Но вот в стороне я натыкаюсь на такую сцену. Толстая дама с усами, добродушная и запыхавшаяся, наконец нашла того, кто ей нужен. Она торопливо говорит рыжеватому маленькому солдатику, что жена и дети здоровы, но по дальности расстояния не могли прийти. В виде подарка она дает солдатику десяток открыток: «Вы будете писать детям». Солдатик ведет речь странно громким голосом. Я понимаю, что он кричит так потому, что хочет скрыть дрожь голоса. В его светлых глазах дрожит, но не падает слеза.

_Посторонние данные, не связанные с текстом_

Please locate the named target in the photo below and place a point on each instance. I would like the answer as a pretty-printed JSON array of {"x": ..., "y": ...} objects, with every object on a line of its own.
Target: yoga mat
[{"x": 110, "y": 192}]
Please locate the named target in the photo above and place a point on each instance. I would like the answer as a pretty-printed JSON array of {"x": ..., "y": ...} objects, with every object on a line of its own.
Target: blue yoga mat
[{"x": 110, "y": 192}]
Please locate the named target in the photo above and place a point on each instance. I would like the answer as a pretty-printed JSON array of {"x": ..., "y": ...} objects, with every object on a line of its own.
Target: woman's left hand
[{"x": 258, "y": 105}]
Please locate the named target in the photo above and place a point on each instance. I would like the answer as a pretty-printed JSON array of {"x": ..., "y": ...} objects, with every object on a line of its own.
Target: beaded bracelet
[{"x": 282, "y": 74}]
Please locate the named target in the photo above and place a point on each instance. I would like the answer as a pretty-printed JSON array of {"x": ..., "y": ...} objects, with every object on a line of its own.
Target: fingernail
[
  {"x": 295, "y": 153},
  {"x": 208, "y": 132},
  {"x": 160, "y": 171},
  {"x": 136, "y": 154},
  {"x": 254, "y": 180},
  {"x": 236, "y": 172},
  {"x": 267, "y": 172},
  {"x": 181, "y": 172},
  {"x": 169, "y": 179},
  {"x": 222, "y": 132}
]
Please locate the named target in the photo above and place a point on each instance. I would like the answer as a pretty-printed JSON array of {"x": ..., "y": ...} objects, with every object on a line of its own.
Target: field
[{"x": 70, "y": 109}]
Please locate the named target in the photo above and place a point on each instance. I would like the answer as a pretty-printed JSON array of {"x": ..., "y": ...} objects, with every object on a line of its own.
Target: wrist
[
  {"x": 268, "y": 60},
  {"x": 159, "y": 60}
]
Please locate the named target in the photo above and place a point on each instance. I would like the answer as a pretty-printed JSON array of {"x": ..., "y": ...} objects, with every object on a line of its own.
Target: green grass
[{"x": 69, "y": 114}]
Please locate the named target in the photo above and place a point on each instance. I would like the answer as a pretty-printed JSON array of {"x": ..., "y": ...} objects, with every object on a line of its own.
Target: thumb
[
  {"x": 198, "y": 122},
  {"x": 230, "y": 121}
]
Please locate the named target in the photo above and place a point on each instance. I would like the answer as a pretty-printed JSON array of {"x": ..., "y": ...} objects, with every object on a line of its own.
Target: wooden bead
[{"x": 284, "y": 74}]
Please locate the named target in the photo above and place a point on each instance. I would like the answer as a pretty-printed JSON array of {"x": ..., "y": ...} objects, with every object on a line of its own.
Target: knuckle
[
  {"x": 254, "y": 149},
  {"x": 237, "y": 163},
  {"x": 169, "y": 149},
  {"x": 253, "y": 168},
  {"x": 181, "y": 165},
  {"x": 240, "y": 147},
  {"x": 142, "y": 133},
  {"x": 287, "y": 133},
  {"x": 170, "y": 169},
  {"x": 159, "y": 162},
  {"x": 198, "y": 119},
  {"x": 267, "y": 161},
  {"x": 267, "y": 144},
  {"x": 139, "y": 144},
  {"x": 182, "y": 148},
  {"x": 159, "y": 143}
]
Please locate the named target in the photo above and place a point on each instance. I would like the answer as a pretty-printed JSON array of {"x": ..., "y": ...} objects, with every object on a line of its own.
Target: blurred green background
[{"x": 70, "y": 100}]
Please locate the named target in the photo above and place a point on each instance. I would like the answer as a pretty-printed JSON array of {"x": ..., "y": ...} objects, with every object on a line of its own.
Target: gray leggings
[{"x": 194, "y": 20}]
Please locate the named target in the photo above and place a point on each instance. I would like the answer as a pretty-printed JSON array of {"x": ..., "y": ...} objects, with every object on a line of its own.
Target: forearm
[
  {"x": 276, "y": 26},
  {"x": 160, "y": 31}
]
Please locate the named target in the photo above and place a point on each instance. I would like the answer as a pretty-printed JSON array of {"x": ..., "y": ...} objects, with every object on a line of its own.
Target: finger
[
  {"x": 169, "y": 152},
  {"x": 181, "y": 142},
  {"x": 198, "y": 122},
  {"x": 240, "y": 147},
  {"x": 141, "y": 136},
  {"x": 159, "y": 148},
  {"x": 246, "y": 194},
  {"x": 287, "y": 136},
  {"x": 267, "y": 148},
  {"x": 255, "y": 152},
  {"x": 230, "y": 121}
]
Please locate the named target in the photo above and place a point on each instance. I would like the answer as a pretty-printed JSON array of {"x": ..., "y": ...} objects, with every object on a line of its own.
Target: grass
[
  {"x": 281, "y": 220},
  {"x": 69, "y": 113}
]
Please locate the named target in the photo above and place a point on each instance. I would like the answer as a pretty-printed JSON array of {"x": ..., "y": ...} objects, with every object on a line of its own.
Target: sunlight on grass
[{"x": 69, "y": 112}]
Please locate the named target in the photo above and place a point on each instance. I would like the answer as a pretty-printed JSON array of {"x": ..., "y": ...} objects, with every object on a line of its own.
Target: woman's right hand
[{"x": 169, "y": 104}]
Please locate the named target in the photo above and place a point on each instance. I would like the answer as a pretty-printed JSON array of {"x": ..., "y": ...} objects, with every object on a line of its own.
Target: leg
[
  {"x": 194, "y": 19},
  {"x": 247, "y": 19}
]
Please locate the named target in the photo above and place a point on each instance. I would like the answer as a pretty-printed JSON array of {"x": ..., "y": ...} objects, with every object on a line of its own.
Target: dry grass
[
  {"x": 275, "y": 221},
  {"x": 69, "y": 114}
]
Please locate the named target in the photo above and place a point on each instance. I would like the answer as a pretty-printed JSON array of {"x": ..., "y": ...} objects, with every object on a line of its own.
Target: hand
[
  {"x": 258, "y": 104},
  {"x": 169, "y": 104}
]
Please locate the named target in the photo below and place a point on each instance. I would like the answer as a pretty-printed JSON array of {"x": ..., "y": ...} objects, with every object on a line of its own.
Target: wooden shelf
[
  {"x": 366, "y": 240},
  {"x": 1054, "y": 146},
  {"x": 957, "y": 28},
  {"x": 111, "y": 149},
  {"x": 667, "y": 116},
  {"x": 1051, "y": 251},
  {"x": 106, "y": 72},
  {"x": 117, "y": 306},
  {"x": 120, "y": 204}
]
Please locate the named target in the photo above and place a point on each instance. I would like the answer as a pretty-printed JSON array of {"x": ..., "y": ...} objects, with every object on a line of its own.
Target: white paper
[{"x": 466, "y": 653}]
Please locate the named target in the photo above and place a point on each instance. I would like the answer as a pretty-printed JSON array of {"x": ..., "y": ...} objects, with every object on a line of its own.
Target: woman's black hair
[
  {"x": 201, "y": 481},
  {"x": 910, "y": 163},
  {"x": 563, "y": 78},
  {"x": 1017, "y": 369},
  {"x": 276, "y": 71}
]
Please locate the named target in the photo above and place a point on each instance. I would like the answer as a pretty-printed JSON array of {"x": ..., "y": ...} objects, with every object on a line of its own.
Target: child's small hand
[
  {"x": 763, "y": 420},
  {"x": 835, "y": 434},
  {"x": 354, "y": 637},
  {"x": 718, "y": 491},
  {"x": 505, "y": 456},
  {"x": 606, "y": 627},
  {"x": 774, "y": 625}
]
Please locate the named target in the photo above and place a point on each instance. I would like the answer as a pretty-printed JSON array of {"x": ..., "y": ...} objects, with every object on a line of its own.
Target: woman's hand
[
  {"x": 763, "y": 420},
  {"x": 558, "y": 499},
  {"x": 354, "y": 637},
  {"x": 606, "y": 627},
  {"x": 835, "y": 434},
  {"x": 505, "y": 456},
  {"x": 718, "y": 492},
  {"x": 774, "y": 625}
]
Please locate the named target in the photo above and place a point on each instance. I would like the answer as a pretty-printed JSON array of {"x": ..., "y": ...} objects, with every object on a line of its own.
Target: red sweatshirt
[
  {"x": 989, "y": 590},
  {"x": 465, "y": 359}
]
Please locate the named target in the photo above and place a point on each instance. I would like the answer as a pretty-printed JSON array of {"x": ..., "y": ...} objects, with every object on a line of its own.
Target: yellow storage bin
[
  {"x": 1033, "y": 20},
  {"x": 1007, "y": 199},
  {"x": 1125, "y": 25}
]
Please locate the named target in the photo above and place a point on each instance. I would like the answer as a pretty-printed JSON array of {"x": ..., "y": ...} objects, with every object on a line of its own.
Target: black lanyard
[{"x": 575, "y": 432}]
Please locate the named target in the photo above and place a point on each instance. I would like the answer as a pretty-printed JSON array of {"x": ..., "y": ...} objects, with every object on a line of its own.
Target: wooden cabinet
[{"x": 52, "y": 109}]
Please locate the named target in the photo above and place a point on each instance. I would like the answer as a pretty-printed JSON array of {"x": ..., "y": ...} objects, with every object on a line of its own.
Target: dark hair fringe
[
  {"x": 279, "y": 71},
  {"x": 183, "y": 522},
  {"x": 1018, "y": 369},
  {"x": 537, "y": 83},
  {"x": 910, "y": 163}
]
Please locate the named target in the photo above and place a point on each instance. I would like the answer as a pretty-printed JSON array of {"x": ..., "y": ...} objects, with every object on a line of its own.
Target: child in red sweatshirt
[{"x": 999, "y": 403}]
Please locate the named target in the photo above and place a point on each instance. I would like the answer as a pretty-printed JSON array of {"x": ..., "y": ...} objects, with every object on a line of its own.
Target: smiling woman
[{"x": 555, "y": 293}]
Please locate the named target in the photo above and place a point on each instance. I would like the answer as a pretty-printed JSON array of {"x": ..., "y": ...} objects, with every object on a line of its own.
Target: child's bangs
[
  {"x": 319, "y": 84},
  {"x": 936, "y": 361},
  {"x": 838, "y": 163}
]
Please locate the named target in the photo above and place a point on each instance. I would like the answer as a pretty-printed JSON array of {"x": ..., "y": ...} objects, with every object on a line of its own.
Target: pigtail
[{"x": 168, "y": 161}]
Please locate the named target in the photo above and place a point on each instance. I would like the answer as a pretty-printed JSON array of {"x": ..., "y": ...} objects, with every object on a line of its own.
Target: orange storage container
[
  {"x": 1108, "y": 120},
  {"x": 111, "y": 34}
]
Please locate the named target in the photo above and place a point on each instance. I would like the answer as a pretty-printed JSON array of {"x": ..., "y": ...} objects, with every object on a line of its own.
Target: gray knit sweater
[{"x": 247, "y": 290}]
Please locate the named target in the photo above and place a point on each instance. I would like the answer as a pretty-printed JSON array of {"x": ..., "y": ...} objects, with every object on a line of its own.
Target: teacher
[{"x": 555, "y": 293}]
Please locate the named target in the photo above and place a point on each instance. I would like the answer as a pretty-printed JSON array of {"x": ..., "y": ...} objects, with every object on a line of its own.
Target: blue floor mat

— Идем. И я вас уверяю, мадам Дюпре, что идем от всего сердца, но что действительно обидно, скажу я вам, так это то, что, говорят, там останешься без вестей и от своих близких.

— О мой друг, это не всегда так будет. Во-первых, я вас уверяю, что в отсутствии вы пробудете 2–3 месяца, а во-вторых, теперь уже почта урегулирована, и вы каждую неделю будете иметь весточку от меня или от мадам Луизы.

Солдат крепко пожимает руку толстухе и смахивает слезу.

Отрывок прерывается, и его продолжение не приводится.